Not much! On the earnings calendar, Slack, Adobe, Oracle all report results in the midst of what's looking like another rough week for the market. Otherwise everyone's just going to be home pirating "Contagion."

In Other News

  • Today in coronavirus: Protocol is working from home this week. Social media companies are trying to keep up with the conspiracy theories — and losing badly. Uber and Lyft promised compensation for drivers who are diagnosed. Esports events are being canceled. Mayor de Blasio told all New Yorkers to work from home if possible. Box is enacting contingency plans to make sure it's stable – and encouraging employees to work from home. Stanford canceled in-person classes for at least the next two weeks.
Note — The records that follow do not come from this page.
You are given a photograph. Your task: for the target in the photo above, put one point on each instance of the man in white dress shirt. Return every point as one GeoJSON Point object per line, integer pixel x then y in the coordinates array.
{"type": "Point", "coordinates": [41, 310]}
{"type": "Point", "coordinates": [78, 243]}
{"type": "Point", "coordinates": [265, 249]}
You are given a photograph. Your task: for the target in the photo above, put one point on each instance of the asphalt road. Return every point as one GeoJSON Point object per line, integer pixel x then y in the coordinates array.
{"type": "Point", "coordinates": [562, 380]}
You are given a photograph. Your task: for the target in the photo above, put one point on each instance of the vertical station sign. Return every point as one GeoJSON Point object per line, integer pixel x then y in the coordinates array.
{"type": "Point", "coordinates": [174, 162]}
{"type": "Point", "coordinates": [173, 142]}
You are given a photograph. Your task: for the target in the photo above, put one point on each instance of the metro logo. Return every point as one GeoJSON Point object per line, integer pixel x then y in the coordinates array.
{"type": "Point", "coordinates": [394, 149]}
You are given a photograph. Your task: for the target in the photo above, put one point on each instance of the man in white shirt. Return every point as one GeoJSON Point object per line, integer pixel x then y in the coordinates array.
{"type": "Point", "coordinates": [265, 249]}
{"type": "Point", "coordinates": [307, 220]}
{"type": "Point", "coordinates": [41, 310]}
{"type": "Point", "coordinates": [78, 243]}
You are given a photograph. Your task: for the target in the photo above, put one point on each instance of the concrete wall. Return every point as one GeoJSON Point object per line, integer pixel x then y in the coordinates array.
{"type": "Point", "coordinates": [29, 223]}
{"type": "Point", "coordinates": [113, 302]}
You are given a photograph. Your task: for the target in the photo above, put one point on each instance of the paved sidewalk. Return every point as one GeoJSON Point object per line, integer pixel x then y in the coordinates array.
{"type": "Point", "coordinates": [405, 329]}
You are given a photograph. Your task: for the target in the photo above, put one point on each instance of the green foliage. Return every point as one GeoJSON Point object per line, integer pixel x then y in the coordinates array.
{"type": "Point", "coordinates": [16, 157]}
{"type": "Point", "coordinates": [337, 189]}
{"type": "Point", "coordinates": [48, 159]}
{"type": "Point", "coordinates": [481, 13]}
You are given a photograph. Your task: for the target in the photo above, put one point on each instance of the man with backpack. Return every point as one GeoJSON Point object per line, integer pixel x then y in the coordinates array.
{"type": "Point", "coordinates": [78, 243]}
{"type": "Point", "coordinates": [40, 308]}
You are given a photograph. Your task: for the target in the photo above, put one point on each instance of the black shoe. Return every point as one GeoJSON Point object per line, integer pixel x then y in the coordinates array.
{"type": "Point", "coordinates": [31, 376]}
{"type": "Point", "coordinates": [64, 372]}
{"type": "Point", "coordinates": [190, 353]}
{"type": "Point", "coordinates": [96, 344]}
Facebook and other big tech companies pledged to pay hourly workers and vendors even with business slowing. Cisco closed one of its Silicon Valley buildings after an employee there was exposed. EBay banned sales of masks and hand sanitizer. Facebook moved all its job interviews to video conferencing. Salesforce asked its California employees to work from home. SXSW is really, shockingly … canceled.
  • Amazon is going to start selling its automated checkout tech to other retailers. Reuters reports that Amazon has already lined up licensees for the technology. Interestingly, Reuters says user accounts will persist across different retailers, raising questions about how much of the customer relationship Amazon will control.
  • Speaking of Amazon, a Federal Claims court judge found that it is "likely to succeed" in its fight to re-litigate the JEDI contract.
  • A couple of developers built a site called No Dumb Interviews, ranking tech companies by their interview process. Among the criteria: How many questions about algorithms? How does the company feel about working from home and personal projects? It's a wildly unscientific, but really interesting, look into the process.
  • Australia is suing Facebook over Cambridge Analytica. The country's information commissioner says Facebook violated national privacy law by using data for purposes other than the ones for which they were collected.
  • People on Twitch are streaming themselves sleeping, and making money in the process. And they're doing the same on TikTok. Talk about a dream job! (Nailed it.)
  • Government-backed hacking groups have been exploiting the same vulnerability in Microsoft Exchange, ZDNet said. The flaw was identified and fixed weeks ago, but now hackers are searching for servers that haven't been updated. Getting in gives them access to an entire email server.

One More Thing

A fortune for a failed game console

A few weeks ago, I told you about the hottest thing in super-old, never-released, kinda-fake-seeming gaming console auctions: the heated battle over a Nintendo PlayStation. Palmer Luckey was extremely interested. Well, the auction ended, and Luckey lost. The winner? Greg McLemore, the founder of Pets.com and Toys.com, who dropped a cool $360,000 to win the console. McLemore is apparently a longtime collector of old gaming gear, and is thinking about a permanent home for the console where others can see it. And not, I'm guessing, play it.

How does Mr. Luckey feel, you're wondering? He's moved onto other topics.